The review synthesized findings from multiple experimental models, including rodent ischemic stroke models, in vitro neuronal cultures, and human postmortem tissue. It focused on how ferroptosis contributes to ischemic neuronal death and its intersection with neuroinflammation and oxidative stress in these models. The authors also discussed therapeutic approaches tested in preclinical trials and clinical contexts, considering the complexities and potential for translation into stroke therapy.

What were the most important findings?

The review clarified that ferroptosis is a significant contributor to neuronal death during ischemic stroke, particularly through iron dysregulation and lipid peroxidation. Increased levels of labile iron from hemoglobin degradation and disrupted iron transport catalyze Fenton reactions, producing hydroxyl radicals that initiate lipid peroxidation in neuronal membranes. This process is exacerbated by impaired antioxidant defenses, particularly the GPX4/GPX4-Glutathione axis, which normally detoxifies lipid hydroperoxides. The review also emphasized that mitochondrial dysfunction and endoplasmic reticulum stress further amplify the damage caused by ferroptosis, creating a vicious cycle of injury. Importantly, the paper highlighted therapeutic strategies aimed at inhibiting ferroptosis, such as lipid peroxidation inhibitors (e.g., ferrostatin-1, liproxstatin-1) and iron chelators (e.g., Deferoxamine), which have shown promise in preclinical studies by reducing infarct size and improving functional recovery. However, translating these findings to human stroke therapy faces challenges, particularly regarding narrow therapeutic windows and the potential toxicity of therapies that affect iron or lipid metabolism. The review also identified FABP5 as a potential biomarker for ferroptosis, which could help track stroke severity and monitor therapeutic response.

What are the greatest implications of this study/ review?
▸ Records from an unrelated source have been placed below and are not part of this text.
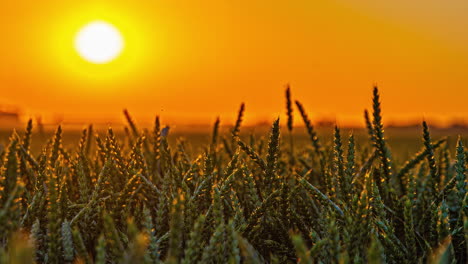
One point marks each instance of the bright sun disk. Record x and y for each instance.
(99, 42)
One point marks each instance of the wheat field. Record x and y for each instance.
(138, 199)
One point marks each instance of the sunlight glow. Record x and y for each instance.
(99, 42)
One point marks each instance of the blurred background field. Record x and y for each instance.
(403, 141)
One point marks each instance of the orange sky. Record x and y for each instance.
(191, 61)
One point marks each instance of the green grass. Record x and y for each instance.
(234, 195)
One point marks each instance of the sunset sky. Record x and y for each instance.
(190, 61)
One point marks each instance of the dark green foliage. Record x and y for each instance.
(143, 199)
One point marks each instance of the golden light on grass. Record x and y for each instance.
(99, 42)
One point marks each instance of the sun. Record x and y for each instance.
(99, 42)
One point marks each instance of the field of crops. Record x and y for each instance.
(149, 197)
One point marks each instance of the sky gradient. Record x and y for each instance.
(191, 61)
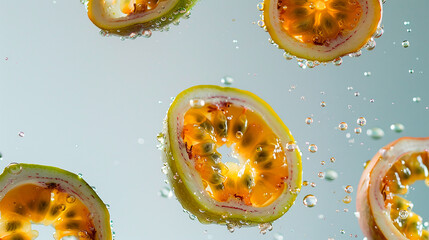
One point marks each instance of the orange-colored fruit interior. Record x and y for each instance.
(48, 205)
(318, 21)
(258, 178)
(137, 6)
(410, 168)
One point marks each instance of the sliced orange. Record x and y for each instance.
(132, 18)
(265, 179)
(50, 196)
(384, 211)
(322, 30)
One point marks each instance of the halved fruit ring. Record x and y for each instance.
(322, 30)
(50, 196)
(384, 214)
(262, 183)
(133, 18)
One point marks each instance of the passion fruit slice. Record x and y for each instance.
(50, 196)
(384, 212)
(264, 182)
(133, 18)
(322, 30)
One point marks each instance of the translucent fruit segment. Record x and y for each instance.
(259, 177)
(408, 169)
(48, 205)
(318, 21)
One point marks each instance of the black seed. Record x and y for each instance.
(70, 214)
(12, 226)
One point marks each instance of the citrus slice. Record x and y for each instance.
(50, 196)
(136, 17)
(257, 186)
(322, 30)
(384, 212)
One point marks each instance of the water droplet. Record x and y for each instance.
(312, 148)
(358, 130)
(227, 80)
(331, 175)
(166, 192)
(403, 214)
(348, 189)
(361, 121)
(264, 227)
(342, 126)
(405, 44)
(416, 99)
(15, 168)
(375, 133)
(290, 146)
(197, 103)
(70, 199)
(310, 200)
(347, 199)
(397, 127)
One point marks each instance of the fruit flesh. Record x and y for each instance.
(384, 213)
(319, 21)
(44, 204)
(259, 178)
(408, 169)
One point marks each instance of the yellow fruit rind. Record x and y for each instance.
(159, 23)
(186, 197)
(18, 174)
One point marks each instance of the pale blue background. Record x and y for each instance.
(83, 101)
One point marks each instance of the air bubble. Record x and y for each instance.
(309, 200)
(331, 175)
(347, 199)
(375, 133)
(227, 80)
(416, 99)
(166, 192)
(342, 126)
(197, 103)
(397, 127)
(361, 121)
(15, 168)
(312, 148)
(348, 189)
(358, 130)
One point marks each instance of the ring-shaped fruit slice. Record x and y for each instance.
(322, 30)
(50, 196)
(264, 182)
(384, 213)
(136, 17)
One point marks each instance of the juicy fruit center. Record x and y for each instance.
(48, 205)
(408, 169)
(137, 6)
(318, 22)
(258, 178)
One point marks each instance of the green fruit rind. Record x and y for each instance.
(186, 182)
(164, 14)
(17, 174)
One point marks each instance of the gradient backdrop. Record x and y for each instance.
(94, 105)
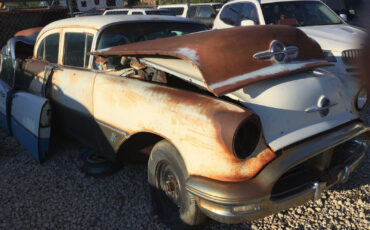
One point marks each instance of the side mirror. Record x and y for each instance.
(344, 17)
(247, 22)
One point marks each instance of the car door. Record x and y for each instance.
(205, 14)
(72, 92)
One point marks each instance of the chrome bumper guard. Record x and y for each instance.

Clinically, this review presents ferroptosis as a critical pathogenic amplifier in ischemic stroke and suggests that targeting ferroptosis could improve patient outcomes by limiting neuronal death and reducing neuroinflammation. The key implication for clinicians is that therapeutic strategies should consider the temporal dynamics of ferroptosis, as the activation of ferroptosis in the early stages of stroke injury may exacerbate neuronal damage. Developing targeted therapies that inhibit ferroptosis while minimizing risks to normal iron and lipid metabolism could offer a new treatment avenue for ischemic stroke patients, particularly when combined with neuroprotective and anti-inflammatory strategies. The identification of FABP5 as a biomarker offers a promising tool to monitor ferroptosis-related pathology, which could help personalize stroke treatment regimens and improve therapeutic windows for intervention.